Старик непонимающе покрутил головой, разглядывая абсолютно пустой коридор. Неизвестно, что он подумал, но, к счастью, на шум в коридор выглянул подтянутый молодой человек из другой двери. Увидев женщину в крови, сначала растерялся, но, получив короткое четкое объяснение от старого служаки, быстро вернулся с кувшином воды, помог Лине встать, утереть кровь и уже вместе с Паулем довел девушку до ее нового жилища.
Идти пришлось далеко. К счастью, по дороге им никто больше не встретился. Незнакомец представился корнетом Ивиным:
– Я служу здесь писарем, – чуть смущаясь, добавил он, – если Вам потребуется переписать ноты, или стихи, обращайтесь.
Пауль Могг необидно хмыкнул, но подтвердил, что «господин корнет точно лучше всех в Корпусе пером владеет и книжки умные почитывает». Лине трудно было идти, но пару любезных слов для нового знакомца она нашла, радуясь тому, что воспитание в Школе приучило ее быть вежливой даже теряя сознание.
Наконец, их странная компания добралась до беленого коридора, расположенного на первом этаже, неподалеку от хозяйственной части Корпуса. Тут и выяснилось, что в попытке избежать кривотолков, единственную на весь Корпус преподавательницу поселили около лазарета.
– Там у нас сестрички милосердные дежурят, из обители сестер-помощниц. Они себя блюдут и про Вас не забудут. Вокруг-то все парни молодые, да офицеры, как бы греха не вышло, а пуще того, навета, – объяснял пожилой унтер, заводя Лину в квадратную комнатку с белеными стенами.
Наверное, прежде здесь была палата для пациентов, или что-то подобное, потому что запах карболки, лекарств и мази для перевязок намертво въелся в свежепобеленные стены.

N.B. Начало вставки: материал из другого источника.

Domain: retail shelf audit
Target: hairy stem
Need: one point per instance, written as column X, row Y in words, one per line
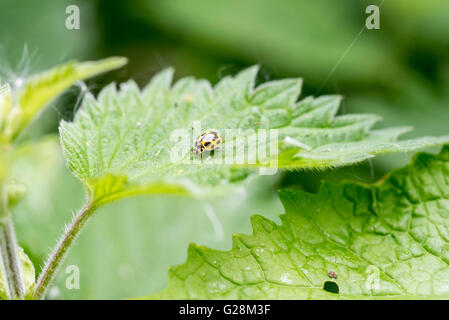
column 11, row 267
column 59, row 253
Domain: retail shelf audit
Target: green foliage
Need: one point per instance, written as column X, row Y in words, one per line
column 386, row 240
column 120, row 143
column 127, row 238
column 28, row 276
column 29, row 96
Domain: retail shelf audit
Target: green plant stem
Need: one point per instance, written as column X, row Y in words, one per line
column 10, row 259
column 60, row 252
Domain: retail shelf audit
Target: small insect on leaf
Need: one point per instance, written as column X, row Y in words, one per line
column 207, row 141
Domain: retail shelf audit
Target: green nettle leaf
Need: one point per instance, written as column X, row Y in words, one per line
column 383, row 241
column 121, row 143
column 28, row 276
column 29, row 96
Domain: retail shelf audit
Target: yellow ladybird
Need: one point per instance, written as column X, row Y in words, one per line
column 207, row 141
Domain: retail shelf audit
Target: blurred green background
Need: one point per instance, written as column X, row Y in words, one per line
column 400, row 72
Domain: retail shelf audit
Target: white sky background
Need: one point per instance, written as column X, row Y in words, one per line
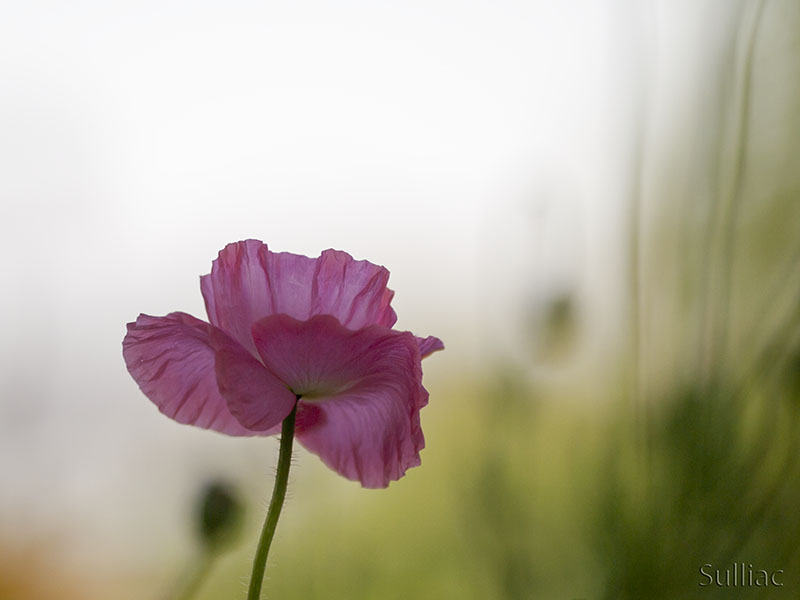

– Вот госпожа, хоромина Ваша, – мужчины с облегчением усадили девушку в кресло, одиноко стоящее у камина. – Магду я к Вам сейчас пришлю. Она и подскажет, и поможет. Ну, а если вдруг не угодит чем, так не знаю… Наймете тогда кого-нибудь себе из города. У нас тут, сами понимаете, женской прислуги нету, – объяснял Пауль, – только вот прачка, да сестры милосердные.
– Спасибо за все, господа, – слабо отозвалась Александрина, пытаясь в самый коротки срок справиться с головокружением, – если не трудно, принесите мой саквояж, я оставила его на складе у господина Либнехта. Там есть средство, которое поможет мне восстановить силы.
Мужчины щелкнули каблуками и вышли. Только тогда девушка позволила себе упасть в темноту.